Feds to reconsider protections for West Coast fishers
Natalie Hanson
SAN FRANCISCO (CN) — West Coast fishers could win new protections under the Endangered Species Act, thanks to a new settlement between environmental groups and the feds approved Friday.
The U.S. Fish and Wildlife Service agreed to reconsider whether West Coast fishers in Northern California and southern Oregon warrant protection under the Endangered Species Act. The small furry animals are relatives of mink, otters and wolverines, and live in old-growth forests. They once roamed forests from British Columbia to Southern California but their U.S. range is limited to two native populations in the southern Sierra Nevada mountains and in Northern California and southwestern Oregon.
Some small populations have been reintroduced in the central Sierra Nevada, the southern Oregon Cascades, the Olympic Peninsula, Mt. Rainier and the North Cascades. The largest population resides in the biodiverse Klamath-Siskiyou Mountains region, but is threatened by habitat loss and fragmentation due to logging, high-severity fire and post-fire salvage logging.
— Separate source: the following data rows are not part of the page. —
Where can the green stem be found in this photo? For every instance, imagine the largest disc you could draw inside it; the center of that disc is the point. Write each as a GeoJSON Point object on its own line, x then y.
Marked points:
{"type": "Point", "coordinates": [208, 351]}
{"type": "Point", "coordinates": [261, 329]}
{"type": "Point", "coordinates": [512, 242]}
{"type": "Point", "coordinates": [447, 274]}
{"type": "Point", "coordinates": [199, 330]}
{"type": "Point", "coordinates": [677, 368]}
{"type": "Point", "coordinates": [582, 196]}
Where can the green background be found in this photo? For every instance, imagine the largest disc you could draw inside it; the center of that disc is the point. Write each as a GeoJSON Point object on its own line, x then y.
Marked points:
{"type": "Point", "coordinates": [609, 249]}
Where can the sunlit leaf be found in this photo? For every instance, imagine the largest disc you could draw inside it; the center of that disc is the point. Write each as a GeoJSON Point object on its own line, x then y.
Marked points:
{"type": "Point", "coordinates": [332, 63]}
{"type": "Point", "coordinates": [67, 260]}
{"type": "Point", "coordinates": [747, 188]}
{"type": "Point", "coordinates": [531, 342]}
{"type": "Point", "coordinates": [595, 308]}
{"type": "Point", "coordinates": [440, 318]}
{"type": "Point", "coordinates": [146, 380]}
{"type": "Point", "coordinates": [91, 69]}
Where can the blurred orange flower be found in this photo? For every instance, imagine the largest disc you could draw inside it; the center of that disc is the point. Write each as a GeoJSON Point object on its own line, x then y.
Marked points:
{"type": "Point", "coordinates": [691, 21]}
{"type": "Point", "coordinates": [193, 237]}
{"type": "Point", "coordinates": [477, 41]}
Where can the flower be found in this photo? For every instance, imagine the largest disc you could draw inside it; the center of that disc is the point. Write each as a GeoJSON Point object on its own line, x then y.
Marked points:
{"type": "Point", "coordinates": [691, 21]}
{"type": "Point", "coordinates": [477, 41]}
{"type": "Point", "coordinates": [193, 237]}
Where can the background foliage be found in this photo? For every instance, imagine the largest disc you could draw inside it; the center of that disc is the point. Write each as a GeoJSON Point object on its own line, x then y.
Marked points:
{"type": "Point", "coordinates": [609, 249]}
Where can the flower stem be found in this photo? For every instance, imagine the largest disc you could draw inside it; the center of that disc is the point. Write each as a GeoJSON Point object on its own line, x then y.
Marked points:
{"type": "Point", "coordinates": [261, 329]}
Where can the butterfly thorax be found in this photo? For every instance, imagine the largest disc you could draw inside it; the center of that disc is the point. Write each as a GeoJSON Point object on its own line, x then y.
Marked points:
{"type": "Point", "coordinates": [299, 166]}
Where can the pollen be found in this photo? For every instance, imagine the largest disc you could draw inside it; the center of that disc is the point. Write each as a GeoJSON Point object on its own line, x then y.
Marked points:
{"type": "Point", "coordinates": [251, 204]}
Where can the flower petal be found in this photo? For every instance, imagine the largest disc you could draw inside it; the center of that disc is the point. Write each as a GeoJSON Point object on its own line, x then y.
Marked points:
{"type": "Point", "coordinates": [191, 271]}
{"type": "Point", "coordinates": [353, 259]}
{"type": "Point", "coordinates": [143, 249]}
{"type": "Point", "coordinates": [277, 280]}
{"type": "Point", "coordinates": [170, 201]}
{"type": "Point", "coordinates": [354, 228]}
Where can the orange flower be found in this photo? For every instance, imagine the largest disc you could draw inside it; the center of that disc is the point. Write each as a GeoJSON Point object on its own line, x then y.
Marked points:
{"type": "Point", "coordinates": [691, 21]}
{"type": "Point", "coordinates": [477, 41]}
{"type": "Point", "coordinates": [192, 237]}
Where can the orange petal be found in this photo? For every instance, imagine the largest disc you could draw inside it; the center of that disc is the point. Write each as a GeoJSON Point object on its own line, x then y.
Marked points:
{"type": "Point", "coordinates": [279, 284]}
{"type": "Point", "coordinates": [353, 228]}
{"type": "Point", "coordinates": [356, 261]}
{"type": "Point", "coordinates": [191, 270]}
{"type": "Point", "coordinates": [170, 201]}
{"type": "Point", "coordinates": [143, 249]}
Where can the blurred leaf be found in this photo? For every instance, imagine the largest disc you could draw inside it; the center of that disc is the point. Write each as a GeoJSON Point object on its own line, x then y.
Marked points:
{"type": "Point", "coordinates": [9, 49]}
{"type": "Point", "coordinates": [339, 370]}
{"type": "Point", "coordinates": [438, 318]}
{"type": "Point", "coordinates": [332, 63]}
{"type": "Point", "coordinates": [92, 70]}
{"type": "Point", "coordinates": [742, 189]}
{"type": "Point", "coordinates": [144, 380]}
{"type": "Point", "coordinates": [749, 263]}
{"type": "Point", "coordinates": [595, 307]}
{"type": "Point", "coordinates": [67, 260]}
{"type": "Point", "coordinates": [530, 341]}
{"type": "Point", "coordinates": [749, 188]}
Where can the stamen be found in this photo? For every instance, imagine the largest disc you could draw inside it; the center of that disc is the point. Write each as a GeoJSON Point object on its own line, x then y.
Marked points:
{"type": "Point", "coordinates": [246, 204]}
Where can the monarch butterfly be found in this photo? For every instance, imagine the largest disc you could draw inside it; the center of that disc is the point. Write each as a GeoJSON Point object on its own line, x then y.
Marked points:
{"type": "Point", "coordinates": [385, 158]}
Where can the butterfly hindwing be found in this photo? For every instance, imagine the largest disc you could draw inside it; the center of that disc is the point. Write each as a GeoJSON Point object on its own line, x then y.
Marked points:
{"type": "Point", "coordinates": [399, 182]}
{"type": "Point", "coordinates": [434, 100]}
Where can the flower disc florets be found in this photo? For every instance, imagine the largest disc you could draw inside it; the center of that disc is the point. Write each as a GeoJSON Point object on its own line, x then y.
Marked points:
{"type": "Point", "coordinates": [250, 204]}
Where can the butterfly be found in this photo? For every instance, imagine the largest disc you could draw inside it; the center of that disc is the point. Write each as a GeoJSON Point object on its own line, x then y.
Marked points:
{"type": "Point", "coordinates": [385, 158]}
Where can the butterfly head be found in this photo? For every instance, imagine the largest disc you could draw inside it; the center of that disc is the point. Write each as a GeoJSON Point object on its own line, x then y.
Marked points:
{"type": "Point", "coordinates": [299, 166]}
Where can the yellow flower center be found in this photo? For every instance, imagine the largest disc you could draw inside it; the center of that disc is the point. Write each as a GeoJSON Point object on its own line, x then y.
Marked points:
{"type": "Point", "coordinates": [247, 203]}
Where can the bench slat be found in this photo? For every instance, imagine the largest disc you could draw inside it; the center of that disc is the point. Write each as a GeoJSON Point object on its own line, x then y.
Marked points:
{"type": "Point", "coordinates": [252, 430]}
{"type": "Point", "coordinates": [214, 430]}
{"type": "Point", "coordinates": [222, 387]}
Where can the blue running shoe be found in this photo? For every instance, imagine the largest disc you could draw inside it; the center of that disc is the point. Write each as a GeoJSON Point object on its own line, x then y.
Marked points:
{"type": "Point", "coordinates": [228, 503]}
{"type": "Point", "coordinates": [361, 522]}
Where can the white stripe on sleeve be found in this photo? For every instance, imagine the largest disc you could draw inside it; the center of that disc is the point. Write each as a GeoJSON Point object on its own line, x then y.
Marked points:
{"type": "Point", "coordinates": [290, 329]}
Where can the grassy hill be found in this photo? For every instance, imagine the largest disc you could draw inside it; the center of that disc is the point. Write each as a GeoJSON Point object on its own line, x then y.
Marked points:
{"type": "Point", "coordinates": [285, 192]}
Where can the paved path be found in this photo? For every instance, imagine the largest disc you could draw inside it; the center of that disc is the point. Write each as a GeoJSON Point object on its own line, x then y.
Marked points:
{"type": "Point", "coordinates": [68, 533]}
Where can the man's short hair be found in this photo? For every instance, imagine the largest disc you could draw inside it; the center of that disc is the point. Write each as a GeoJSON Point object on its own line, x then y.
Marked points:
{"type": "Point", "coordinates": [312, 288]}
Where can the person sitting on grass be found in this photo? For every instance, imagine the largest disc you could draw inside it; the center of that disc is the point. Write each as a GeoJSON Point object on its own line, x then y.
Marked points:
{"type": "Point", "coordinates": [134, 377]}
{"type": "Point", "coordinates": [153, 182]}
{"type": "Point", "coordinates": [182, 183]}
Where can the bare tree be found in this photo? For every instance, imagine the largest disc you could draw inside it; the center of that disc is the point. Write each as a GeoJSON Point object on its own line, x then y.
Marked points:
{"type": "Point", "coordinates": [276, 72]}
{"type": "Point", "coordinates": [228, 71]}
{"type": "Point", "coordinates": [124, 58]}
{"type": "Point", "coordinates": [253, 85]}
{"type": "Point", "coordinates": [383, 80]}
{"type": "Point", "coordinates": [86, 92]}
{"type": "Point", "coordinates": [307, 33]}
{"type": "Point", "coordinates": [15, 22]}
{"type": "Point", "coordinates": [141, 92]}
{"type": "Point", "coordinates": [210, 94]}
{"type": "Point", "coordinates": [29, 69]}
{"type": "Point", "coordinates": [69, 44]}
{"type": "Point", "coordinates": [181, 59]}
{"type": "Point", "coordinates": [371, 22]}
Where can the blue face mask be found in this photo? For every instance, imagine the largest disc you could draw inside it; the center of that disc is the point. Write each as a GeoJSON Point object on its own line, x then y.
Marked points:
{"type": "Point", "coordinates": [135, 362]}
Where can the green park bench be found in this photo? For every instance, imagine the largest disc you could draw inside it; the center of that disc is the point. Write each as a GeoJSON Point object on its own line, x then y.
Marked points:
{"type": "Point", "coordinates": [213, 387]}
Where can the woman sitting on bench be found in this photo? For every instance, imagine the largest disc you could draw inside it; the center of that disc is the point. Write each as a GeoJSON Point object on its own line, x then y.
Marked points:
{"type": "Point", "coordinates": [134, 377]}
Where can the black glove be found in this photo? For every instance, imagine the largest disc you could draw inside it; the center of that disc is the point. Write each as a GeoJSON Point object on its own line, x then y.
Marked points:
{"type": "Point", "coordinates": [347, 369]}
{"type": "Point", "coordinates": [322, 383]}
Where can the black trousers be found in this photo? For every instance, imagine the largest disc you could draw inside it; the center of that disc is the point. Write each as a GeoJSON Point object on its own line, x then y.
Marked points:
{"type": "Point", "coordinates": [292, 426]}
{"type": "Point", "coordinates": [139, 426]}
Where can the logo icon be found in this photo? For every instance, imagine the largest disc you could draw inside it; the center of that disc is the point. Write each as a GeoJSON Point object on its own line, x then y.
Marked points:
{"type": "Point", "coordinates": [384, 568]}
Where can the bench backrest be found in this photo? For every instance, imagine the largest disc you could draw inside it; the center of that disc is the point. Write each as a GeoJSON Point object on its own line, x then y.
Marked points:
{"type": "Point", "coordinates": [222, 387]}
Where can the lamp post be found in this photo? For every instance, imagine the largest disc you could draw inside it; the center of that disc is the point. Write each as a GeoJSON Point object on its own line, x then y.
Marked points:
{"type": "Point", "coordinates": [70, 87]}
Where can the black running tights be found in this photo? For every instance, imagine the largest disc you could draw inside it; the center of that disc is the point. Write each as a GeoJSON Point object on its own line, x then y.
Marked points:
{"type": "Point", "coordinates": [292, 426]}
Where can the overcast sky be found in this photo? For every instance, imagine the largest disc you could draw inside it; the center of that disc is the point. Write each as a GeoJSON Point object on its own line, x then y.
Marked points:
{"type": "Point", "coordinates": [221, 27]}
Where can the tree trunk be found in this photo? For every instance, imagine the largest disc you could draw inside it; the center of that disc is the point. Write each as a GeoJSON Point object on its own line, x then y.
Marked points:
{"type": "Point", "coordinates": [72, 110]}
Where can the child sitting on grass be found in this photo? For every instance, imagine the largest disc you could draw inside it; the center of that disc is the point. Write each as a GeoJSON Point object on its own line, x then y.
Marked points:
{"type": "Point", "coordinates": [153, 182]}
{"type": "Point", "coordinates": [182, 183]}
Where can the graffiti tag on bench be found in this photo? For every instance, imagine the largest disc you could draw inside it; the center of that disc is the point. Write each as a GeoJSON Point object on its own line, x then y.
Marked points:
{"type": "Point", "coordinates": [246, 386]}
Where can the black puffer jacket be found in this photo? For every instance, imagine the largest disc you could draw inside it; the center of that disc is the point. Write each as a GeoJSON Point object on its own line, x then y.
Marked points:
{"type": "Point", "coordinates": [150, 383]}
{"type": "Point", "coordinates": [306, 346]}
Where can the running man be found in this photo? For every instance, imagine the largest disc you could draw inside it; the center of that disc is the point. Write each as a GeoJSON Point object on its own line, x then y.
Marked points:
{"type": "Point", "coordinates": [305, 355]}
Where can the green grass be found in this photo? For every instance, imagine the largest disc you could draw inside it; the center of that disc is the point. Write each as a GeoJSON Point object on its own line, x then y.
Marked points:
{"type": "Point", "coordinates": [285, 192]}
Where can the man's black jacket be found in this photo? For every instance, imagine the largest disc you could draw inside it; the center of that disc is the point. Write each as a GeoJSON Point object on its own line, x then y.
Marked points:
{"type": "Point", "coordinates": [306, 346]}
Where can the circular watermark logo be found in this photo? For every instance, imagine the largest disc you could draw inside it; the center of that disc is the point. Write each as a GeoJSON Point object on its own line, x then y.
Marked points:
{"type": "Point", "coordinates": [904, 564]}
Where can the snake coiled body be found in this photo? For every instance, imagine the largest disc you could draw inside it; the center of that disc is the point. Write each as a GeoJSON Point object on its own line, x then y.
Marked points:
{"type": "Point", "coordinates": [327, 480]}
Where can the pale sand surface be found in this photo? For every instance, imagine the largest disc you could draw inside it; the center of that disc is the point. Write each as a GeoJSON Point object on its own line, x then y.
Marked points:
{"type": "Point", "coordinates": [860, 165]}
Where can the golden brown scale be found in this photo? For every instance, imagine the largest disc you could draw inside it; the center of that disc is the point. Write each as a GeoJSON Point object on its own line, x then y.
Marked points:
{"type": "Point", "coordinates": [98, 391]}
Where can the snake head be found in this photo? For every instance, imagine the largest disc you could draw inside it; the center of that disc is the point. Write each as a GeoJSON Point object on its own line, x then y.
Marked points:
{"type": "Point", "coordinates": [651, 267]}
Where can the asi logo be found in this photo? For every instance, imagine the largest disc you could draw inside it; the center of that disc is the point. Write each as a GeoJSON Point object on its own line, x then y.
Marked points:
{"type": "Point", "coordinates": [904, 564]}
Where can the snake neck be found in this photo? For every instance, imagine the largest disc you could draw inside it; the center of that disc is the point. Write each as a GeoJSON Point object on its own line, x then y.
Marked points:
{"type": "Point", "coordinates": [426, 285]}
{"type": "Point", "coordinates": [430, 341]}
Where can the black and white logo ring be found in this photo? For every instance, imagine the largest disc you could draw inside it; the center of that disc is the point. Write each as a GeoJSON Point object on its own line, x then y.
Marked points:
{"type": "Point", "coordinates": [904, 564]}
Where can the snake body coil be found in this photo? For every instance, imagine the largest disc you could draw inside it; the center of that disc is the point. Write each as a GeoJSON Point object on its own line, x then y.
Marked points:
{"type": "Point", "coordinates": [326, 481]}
The Center for Biological Diversity and other ecological advocates first petitioned the service to grant the fishers endangered species protection in 2000. That led to a 2004 determination that the fisher should be listed as threatened throughout its West Coast range. The service delayed, saying it lacked the resources to do so.
However, the agency affirmed the animals being imperiled annually, until 2016, when it decided to deny protection. After the environmental groups challenged that decision, the service agreed to grant protections only to fishers in the southern Sierra Nevada.
In September 2022 the center filed suit to challenge the denial of protections in the rest of the fisher’s habitat. The advocates say in their complaint that Fish and Wildlife's decision to deny protections to the Northern California and southern Oregon fishers runs “counter to the evidence before the agency and relies on rationales already rejected in previous litigation.” They also say the department’s 2020 final rule on the issue provides no explanation as to whether fishers in the area outside of these two new regions warrant Endangered Species Act protection.
In the latest filing, the service agrees to a stipulated settlement agreement “in light of new information” to spend one year studying whether the fisher should be listed as an endangered or threatened species. It will also consider public input on the issue.
“It’s great news that the Fish and Wildlife Service is reconsidering its refusal to protect the elusive Pacific fisher, but waiting more than two decades to provide these protections is indefensible,” said Brian Segee, endangered species legal director at the Center for Biological Diversity.
“These fierce, plush-furred forest weasels have few natural predators, but they’re no match for people logging and poisoning their old-growth habitat. Protecting them under the Endangered Species Act is more important now than ever.”
“This is our last, best chance to prevent extinction,” said George Sexton of Klamath Siskiyou Wildlands Center. “The combination of logging, rodenticides and fires have pushed fishers to the brink.”
“For over 20 years, we have fought for the West Coast fisher and its imperiled ecosystems. Our organizations won't stop until the species is afforded the full legal protection that it deserves,” said Tom Wheeler, executive director of the Environmental Protection Information Center.
The service has until Aug. 21, 2025, to decide whether to protect the fishers. U.S. District Judge Trina Thompson approved the agreement and dismissed the plaintiffs’ complaint with prejudice Friday, and expects a joint status report on the agreement and all attorneys’ fees and costs by July 10.